Yep you heard it right, Carthage, Texas, meaning Odum travelled nearly four hours for legal advice. But he’d do it again and would even recommend the clinic to his fellow veterans.
“Hey man, it’s great. Put you some gas in your car and travel down here or find the closest (clinic) which they be havin’.”
“It was started by one of our former presidents.”
That’s Brent Benoit, the current president of the Houston Bar Association. One of his predecessors felt the association needed to help those who’d served.
“Veterans that have dedicated so much of their lives and engaged in so many sacrifices for our country that as lawyers we ought to give back to them and help them whenever they have legal problems.”
And Benoit says it really does work.
“In the veteran’s program, we have helped people obtain benefits, where they otherwise were not going to receive them.

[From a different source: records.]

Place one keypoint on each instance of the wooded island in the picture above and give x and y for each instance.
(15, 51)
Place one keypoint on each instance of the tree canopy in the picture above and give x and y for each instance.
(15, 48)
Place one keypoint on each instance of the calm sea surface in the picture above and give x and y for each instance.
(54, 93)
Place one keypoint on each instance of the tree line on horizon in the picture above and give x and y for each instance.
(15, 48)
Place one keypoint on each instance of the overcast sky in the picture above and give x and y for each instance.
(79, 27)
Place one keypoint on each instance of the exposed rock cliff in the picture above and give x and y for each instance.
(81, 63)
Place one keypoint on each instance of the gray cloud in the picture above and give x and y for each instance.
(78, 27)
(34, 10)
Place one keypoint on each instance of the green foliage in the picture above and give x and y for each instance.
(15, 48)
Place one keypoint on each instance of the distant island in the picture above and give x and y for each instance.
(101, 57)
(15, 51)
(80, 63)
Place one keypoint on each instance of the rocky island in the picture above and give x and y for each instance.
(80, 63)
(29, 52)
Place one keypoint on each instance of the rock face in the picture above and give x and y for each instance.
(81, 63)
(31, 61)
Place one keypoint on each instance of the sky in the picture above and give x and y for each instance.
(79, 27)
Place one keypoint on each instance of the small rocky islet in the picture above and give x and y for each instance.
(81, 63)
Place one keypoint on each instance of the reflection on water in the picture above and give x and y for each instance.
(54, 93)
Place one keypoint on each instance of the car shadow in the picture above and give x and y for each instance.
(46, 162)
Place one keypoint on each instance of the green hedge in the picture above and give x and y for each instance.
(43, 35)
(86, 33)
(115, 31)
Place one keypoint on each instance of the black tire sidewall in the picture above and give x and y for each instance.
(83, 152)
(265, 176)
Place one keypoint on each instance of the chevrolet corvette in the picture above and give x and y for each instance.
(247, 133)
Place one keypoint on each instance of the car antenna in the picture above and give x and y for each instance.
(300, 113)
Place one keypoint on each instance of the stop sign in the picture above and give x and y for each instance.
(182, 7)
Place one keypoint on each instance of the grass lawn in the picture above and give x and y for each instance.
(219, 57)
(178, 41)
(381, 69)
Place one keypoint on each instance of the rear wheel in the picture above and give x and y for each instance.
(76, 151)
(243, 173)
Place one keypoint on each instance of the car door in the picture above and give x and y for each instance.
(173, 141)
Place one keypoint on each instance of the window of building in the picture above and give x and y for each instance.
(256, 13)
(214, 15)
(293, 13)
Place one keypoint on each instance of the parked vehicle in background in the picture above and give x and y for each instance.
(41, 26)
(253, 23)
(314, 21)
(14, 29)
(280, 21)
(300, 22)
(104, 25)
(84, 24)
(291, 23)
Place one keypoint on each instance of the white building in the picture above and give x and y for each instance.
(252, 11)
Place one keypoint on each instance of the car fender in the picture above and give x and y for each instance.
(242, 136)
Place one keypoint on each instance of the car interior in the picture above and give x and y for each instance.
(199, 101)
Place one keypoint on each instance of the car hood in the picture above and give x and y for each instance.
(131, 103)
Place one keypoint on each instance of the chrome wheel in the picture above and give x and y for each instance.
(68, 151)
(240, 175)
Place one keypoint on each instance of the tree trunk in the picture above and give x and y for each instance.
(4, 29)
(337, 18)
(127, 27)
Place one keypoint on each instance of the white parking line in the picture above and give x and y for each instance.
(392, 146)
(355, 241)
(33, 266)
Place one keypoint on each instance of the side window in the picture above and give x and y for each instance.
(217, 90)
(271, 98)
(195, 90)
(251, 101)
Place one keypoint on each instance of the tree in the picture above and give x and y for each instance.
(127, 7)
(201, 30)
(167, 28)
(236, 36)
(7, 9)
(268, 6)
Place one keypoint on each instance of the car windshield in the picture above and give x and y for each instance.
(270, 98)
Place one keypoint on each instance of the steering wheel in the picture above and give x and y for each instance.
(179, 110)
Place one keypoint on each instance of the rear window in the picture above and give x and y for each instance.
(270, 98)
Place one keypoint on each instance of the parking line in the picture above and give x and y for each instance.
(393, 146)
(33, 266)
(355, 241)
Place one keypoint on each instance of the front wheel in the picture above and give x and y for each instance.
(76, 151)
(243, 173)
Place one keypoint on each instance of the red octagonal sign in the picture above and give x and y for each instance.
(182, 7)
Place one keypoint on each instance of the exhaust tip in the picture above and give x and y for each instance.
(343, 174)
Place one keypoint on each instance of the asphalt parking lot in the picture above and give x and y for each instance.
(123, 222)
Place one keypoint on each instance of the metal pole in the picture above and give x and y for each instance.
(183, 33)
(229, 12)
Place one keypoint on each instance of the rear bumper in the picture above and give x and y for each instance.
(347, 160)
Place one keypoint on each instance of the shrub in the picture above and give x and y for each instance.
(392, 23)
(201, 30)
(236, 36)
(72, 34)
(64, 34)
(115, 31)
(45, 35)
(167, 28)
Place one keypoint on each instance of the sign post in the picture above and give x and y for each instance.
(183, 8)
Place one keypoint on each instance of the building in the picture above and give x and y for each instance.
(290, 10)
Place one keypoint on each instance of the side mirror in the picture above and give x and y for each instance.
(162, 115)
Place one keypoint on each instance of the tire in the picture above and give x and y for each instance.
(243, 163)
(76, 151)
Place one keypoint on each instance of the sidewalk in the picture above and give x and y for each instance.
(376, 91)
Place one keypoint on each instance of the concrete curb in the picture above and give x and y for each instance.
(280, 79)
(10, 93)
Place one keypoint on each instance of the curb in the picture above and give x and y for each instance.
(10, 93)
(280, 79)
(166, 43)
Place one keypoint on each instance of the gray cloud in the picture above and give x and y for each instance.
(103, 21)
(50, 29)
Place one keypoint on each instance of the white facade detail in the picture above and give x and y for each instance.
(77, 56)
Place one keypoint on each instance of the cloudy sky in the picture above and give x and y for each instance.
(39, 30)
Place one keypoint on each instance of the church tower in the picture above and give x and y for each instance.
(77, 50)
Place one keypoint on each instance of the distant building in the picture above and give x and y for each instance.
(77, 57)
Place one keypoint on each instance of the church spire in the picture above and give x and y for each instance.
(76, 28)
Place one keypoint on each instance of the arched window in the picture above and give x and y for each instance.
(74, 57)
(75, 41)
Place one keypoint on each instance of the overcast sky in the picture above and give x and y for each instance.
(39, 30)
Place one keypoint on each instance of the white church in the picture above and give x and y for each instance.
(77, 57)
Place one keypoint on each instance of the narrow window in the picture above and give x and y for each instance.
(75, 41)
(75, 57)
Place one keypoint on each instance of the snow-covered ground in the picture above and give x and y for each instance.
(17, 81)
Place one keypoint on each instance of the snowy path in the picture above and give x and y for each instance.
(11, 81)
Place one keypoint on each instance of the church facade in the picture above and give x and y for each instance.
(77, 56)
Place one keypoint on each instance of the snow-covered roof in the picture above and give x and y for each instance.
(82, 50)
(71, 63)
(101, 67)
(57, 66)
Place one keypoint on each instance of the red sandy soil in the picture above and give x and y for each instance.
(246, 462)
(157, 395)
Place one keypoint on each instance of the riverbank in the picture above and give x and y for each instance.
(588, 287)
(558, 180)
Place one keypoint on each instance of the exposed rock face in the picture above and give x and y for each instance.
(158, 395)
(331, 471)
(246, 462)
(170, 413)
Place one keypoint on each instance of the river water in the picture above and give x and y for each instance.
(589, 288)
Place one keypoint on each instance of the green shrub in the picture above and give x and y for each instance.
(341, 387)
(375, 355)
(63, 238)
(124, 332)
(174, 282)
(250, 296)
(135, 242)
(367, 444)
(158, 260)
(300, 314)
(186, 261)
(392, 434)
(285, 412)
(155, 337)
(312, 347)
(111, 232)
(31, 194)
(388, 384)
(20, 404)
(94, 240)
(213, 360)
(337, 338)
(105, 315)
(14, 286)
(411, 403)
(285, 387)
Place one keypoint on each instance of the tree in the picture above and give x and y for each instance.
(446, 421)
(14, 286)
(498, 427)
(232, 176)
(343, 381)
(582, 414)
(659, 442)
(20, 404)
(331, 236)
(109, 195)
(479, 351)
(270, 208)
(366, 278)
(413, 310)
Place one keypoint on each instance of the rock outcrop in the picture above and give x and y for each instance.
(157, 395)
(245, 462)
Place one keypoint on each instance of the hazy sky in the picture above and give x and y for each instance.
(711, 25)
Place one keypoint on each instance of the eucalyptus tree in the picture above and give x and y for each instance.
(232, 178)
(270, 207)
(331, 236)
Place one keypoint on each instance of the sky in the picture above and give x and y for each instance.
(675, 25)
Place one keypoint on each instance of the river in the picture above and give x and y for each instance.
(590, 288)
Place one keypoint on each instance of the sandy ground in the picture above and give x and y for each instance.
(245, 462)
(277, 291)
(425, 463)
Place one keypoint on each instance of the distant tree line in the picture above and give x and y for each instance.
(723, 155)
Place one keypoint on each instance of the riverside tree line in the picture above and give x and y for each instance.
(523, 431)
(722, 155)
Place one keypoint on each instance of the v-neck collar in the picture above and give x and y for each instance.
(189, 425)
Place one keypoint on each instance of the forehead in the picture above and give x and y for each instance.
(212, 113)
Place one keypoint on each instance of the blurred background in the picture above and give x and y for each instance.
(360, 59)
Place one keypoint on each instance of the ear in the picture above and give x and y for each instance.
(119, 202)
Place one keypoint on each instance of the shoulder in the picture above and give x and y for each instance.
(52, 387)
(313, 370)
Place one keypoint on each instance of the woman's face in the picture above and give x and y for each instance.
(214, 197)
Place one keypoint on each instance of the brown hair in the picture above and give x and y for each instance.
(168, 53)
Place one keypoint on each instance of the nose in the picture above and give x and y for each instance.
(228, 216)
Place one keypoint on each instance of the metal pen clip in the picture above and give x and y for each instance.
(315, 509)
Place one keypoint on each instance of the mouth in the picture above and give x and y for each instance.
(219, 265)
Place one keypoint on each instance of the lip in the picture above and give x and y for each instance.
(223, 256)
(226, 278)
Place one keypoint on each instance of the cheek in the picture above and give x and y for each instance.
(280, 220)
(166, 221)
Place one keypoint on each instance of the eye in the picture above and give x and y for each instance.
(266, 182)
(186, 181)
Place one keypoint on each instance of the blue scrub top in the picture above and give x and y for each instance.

We have helped veterans, who were going to be evicted from their apartments.”
But he also feels he gets something too.
“Well it’s important to me as a citizen because I benefit greatly from the sacrifice that each one of these individuals has made for our country.”
This legal initiative for veterans originally began in Houston in 2008 and has since been rolled out statewide. So far they’ve helped nearly 3,000 veterans at their monthly Saturday clinics and at the U.S. Vets Initiative office where they also meet once a month.
At the Michael E. Debakey VA hospital they provide weekly clinics where they help 20-25 vets each week.
Volunteer Lawyer Alistair Dawson is proud of the Houston Bar Association’s work with veterans and just hopes that anyone who needs it, asks for help.
“If you have a legal issue, if you have a legal problem anything that involves courts — whether it’s criminal courts, civil courts, family courts — then you should contact the Houston volunteer lawyers.”